About the team
xAI is committed to building artificial intelligence that uncovers the truth about the Universe. We believe computational power is the cornerstone of achieving this vision. Our goal is to harness a significant portion of energy on the Kardashev Scale (Type I) to drive efficient computing, advancing scientific discovery, improving quality of life, and supporting humanity’s journey toward becoming a multi-planetary civilization (Type II).
Current AI systems are approximately one million times less efficient than their theoretical limit. Our team’s mission is to pioneer next-generation AI systems that achieve breakthrough efficiency and scalability across new hardware, compilers, and models.
About the role
As part of xAI and in collaboration with our partners, you will co-design next-generation AI systems, spanning from silicon to software compilers to models. This complex role involves multiple levels of responsibility, including:
- Optimizing front-end compilers to transform training and inference workloads into compute graphs for new AI hardware, estimating their performance.
- Writing PTX-level or lower-level codes for critical kernels to maximize performance on cutting-edge microarchitectures.
- Designing and refining new hardware architectures to push the boundaries of computational efficiency.
- Leveraging AI-driven approaches to revolutionize software compiler development and hardware design processes.
Tech Stack
- Programming Languages: Python, Rust, C++
- Kernel Coding: CUDA, Triton, PTX, other accelerator-specific Assemblies
- Modularized Compiling Tools: OpenXLA, MLIR, LLVM
- Hardware Descriptions: VHDL, Verilog, other accelerator-friendly hardware design languages, like Chisel
Ideal Experience
- Proficiency in coding for accelerators, including CUDA, cutlass, HIP, ROCm, Triton, and other assembly languages or DSLs.
- Experience simulating training workloads on novel AI hardware architectures.
- Experience with compiler toolchain development and a deep understanding of the advantages and disadvantages of modular tools such as OpenXLA, MLIR, and LLVM.
- Hands-on experience with distributed training and/or high-QPS production inference.
- Deep understanding of the microarchitecture of AI accelerators and GPUs.
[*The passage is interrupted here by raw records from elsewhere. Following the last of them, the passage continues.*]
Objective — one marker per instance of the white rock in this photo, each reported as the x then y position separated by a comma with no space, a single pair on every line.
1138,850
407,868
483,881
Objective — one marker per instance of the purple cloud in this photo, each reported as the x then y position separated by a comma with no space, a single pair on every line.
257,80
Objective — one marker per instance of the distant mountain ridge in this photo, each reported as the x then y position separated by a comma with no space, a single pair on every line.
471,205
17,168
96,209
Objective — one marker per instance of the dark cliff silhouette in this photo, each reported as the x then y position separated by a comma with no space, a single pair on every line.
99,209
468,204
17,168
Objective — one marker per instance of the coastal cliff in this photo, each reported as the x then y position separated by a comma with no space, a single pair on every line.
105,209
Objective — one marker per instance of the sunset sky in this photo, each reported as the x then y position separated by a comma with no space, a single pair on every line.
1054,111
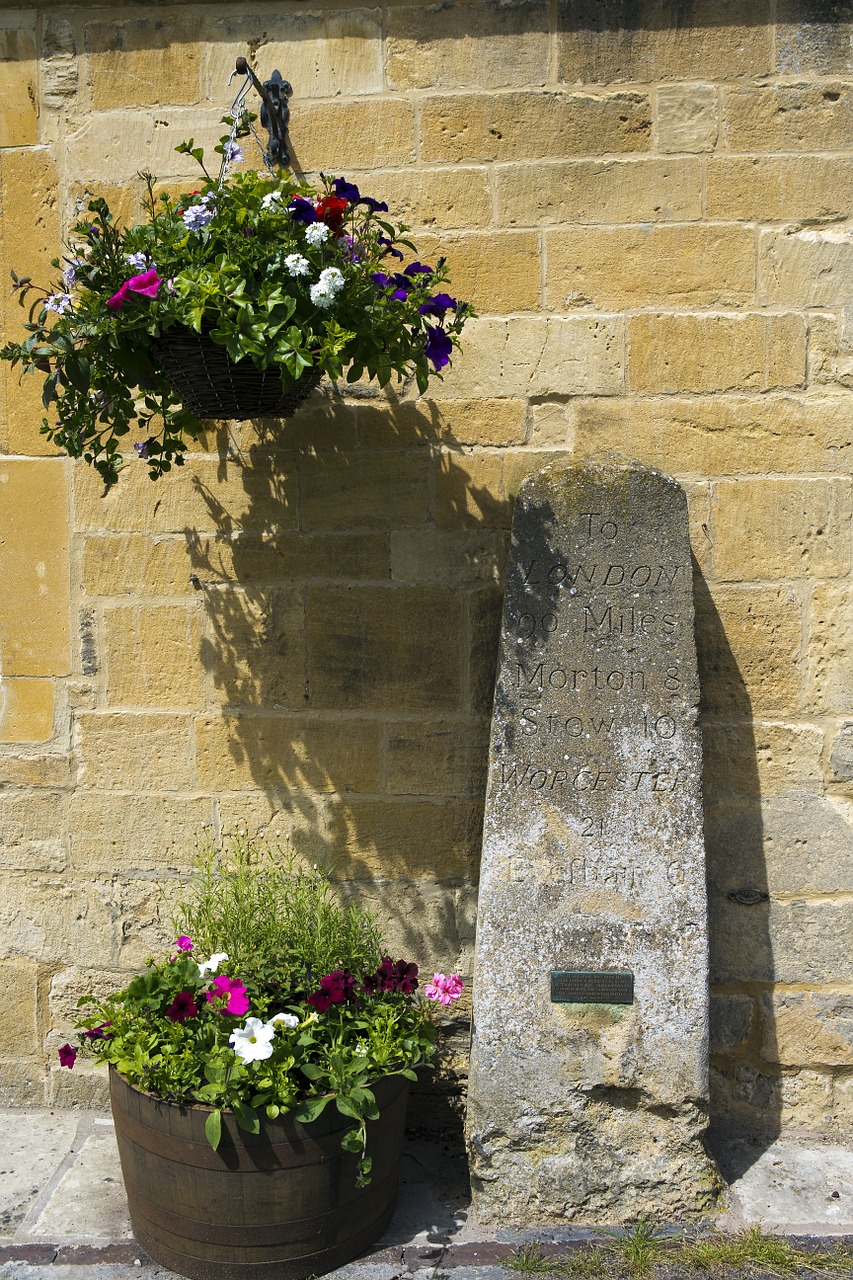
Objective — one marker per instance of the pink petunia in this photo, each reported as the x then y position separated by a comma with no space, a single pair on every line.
67,1055
147,284
233,990
445,988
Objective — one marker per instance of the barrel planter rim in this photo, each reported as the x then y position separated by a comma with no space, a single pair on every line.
290,1192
- R&D experience in using AI for software compiler and/or hardware design.
Location
This role is based in the Bay Area (San Francisco and Palo Alto). Candidates are expected to reside in or be willing to relocate to the Bay Area.
Interview Process
After submitting your application, our team will review your CV and statement of exceptional work. If selected, you’ll be invited to a 15-minute phone interview, where a team member will ask introductory questions. Successful candidates will proceed to the main interview process, which includes four technical interviews:
- Coding Assessment: Complete a coding task in a language of your choice.
- Systems Hands-On: Demonstrate practical skills in a live problem-solving session.
- Project Deep-Dive: Present your past exceptional work to a small audience.
- Meet-and-Greet: Connect with members of the broader team.
Our goal is to complete the main interview process within one week. We don’t use recruiters for assessments—every application is evaluated by a member of our technical team. All interviews will be conducted via Google Meet.
Annual Salary Range
$180,000 - $500,000 USD